For this to work well you need to render your JSON with identation enabled - and you need to ensure that however you serialization works, the order of the properties in the output is repeatable.
The JsonMediaTypeFormatter that ships with WebAPI has a property called Indent you can force to true for your testing in this case (we also have it wired up for debug builds).
I think what's great about this approach is:
- It's really easy
- You catch errors you might miss if just checking parts of your response for consistency
- You are reading your JSON output constantly from your application - I find this process extremely helpful - a lot of issues that were not picked up during the initial implementation/design were uncovered just by reviewing how we presented our resources in JSON
- Did I mention it's really easy?!
Authentication
The creation of a test request was handled by a few helper methods on the API tests base class.

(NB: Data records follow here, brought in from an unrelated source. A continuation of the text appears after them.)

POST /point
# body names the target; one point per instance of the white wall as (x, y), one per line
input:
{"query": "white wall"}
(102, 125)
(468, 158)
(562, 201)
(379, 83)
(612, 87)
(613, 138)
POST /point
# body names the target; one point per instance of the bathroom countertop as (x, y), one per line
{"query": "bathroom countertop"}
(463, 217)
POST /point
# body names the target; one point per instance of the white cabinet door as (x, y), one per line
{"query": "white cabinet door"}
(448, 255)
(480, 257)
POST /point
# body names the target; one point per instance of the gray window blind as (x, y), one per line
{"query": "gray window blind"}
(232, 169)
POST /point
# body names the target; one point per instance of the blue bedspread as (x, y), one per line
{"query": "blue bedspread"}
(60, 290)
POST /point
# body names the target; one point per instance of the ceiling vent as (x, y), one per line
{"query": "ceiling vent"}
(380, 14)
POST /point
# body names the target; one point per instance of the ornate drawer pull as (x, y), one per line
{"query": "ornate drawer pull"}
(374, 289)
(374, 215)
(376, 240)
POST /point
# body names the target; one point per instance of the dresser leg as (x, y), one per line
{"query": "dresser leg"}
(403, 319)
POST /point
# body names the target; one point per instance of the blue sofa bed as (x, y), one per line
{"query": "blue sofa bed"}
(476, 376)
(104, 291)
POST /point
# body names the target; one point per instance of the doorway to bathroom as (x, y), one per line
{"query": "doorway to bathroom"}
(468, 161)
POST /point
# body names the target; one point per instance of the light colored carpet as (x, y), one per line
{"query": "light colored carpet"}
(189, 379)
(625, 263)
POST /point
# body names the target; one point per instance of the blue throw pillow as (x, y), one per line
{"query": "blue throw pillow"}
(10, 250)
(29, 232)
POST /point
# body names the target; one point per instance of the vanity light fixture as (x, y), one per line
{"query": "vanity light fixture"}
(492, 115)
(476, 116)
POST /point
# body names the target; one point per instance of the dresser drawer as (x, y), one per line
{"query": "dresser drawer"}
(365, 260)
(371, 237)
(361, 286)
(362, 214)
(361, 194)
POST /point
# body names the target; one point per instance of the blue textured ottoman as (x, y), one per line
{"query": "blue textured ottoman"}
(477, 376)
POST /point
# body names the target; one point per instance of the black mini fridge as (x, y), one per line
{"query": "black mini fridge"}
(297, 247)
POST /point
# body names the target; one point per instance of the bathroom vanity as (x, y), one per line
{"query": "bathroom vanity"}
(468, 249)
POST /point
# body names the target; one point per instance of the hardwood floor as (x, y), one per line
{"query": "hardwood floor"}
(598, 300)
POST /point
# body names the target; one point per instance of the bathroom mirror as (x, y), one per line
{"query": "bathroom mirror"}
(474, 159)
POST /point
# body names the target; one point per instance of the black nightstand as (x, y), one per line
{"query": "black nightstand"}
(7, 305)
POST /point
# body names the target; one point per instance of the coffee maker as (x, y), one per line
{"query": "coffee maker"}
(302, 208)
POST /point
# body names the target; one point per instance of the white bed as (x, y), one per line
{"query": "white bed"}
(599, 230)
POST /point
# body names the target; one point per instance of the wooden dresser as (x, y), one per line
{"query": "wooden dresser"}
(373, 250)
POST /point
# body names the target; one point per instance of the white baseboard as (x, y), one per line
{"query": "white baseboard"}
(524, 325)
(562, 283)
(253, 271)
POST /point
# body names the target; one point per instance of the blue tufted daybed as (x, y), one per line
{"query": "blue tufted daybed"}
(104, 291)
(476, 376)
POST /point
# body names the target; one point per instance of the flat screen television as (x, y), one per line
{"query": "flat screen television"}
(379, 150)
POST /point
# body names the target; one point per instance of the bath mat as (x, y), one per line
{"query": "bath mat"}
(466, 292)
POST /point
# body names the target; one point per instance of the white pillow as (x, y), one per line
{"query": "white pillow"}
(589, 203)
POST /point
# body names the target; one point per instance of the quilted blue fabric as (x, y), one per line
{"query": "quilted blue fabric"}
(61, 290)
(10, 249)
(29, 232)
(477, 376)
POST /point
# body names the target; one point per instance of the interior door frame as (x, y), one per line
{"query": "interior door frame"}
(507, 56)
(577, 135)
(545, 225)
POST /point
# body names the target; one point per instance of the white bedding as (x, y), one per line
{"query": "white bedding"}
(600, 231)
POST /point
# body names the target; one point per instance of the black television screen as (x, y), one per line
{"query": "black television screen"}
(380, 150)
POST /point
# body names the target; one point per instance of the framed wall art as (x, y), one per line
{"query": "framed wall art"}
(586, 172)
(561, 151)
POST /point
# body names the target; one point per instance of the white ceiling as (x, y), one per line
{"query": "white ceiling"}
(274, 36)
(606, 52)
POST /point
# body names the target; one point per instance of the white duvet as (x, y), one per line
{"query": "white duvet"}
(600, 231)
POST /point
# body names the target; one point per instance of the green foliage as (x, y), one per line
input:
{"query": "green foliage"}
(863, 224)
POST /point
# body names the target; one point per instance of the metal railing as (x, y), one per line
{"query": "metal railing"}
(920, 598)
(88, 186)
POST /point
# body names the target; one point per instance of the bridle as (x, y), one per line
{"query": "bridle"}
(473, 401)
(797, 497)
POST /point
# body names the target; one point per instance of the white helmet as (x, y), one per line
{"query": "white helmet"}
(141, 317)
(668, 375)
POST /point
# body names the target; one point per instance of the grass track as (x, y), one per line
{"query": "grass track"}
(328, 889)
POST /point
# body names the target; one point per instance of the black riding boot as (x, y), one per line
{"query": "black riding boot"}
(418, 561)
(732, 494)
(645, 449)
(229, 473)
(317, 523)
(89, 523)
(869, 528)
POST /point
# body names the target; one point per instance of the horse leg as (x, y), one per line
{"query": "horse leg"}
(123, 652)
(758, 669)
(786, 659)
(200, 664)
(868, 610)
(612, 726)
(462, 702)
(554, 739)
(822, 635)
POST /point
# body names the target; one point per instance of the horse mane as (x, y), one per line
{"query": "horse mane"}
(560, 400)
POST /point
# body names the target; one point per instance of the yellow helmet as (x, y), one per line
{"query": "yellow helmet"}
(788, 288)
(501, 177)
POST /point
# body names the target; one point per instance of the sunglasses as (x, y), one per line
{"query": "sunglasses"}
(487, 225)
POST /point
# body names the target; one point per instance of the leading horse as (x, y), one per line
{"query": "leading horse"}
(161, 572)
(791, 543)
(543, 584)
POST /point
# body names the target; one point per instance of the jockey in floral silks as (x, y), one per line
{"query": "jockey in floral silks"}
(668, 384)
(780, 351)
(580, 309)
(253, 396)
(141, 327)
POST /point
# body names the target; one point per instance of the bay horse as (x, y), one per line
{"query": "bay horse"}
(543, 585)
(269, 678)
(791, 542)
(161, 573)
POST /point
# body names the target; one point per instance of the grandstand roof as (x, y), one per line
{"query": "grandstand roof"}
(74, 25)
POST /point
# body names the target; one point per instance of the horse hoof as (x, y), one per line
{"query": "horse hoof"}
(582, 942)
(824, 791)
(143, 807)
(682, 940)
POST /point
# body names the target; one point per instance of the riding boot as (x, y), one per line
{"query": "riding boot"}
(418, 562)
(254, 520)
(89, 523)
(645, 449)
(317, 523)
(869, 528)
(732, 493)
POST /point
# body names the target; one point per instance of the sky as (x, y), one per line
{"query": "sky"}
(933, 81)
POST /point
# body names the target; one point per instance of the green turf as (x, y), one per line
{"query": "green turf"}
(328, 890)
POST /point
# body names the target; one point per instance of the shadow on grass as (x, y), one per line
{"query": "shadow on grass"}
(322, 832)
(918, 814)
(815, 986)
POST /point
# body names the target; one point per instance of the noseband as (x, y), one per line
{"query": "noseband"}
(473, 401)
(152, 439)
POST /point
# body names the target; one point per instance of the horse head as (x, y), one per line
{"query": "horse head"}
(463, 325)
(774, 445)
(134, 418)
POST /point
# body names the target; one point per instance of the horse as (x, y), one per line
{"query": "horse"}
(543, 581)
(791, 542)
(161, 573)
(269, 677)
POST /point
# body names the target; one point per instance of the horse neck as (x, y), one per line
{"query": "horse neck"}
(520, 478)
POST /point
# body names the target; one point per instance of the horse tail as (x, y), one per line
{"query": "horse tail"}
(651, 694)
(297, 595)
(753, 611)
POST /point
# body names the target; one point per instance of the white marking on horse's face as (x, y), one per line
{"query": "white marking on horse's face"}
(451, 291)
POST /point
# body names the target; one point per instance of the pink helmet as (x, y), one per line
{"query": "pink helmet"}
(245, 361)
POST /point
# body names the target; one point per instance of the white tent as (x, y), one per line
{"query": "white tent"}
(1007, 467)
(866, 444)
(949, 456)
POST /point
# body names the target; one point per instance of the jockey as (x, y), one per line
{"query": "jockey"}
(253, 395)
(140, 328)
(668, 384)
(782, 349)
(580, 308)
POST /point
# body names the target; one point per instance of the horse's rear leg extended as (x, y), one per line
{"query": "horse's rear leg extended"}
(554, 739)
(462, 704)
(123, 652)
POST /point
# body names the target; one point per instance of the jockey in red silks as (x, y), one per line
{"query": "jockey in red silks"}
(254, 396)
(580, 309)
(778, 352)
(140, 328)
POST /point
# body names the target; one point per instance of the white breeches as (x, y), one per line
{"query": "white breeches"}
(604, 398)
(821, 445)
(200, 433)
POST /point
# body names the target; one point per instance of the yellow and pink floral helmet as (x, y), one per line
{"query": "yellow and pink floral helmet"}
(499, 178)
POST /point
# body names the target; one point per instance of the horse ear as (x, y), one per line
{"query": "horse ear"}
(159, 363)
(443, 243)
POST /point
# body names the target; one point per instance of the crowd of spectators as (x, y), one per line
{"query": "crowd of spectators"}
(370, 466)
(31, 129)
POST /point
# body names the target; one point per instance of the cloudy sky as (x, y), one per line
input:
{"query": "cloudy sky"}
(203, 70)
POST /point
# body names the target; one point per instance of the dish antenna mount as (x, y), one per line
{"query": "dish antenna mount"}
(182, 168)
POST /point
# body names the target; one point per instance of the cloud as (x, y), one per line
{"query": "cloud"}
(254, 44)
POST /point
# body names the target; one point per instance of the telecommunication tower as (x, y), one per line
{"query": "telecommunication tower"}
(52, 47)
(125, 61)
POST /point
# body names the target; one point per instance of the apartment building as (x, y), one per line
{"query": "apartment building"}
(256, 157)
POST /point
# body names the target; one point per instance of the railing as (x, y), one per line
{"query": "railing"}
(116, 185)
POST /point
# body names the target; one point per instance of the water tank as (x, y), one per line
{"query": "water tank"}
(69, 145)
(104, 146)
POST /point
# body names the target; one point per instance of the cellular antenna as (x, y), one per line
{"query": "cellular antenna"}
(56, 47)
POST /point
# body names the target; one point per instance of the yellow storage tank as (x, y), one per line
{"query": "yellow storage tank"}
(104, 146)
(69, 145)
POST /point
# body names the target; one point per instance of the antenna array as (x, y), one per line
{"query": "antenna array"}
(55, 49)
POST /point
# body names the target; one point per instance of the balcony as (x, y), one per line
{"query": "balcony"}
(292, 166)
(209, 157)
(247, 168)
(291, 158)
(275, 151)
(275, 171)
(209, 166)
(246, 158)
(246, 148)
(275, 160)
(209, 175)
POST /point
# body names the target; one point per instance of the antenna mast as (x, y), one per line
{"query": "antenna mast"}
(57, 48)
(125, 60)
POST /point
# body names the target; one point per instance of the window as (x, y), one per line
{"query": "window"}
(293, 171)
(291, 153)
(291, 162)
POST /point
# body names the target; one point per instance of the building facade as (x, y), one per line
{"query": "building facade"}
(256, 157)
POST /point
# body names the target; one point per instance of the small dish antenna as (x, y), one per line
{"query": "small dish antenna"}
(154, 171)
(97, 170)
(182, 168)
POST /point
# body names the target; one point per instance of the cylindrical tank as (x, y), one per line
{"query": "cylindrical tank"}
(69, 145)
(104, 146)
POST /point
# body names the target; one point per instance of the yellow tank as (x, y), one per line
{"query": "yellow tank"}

protected HttpRequestMessage CreateRequest(string url, string mthv, HttpMethod method, User user = null)
{
var request = new HttpRequestMessage();
request.RequestUri = new Uri(_url + url);
request.Headers.Accept.Add(new MediaTypeWithQualityHeaderValue(mthv));
request.Method = method;
request.Properties["user"] = (user ?? currentUser);return request;
}protected HttpRequestMessage CreateRequest
(string url, string mthv, HttpMethod method, T content, MediaTypeFormatter formatter = null, User user = null) where T : class
{
var request = new HttpRequestMessage();
request.RequestUri = new Uri(_url + url);
request.Headers.Accept.Add(new MediaTypeWithQualityHeaderValue(mthv));
request.Method = method;
request.Content = new ObjectContent(content, (formatter ?? jsonNetFormatter));
request.Properties["user"] = (user ?? currentUser);
return request;
}
Notice we inject the user in the request's Properties collection, this allowed us to bypass to need to setup basic auth etc. headers and handling the additional overhead of mocking out the authentication of a user.
Is that it?
Pretty much - we certainly had more traditional Unit tests for supporting parts of the API such as the help generation, view model mapping and filters/delegating handlers - but they were very standard, the actual API testing was all done through the methods describe above...
And I think that's great news! I've worked with other technologies in the past where you could dedicate a series of posts mocking out different aspects of the underlying framework mechanics - but in the case of the WebAPI there was no need, because it can be easily self-hosted without a whole lot of bother.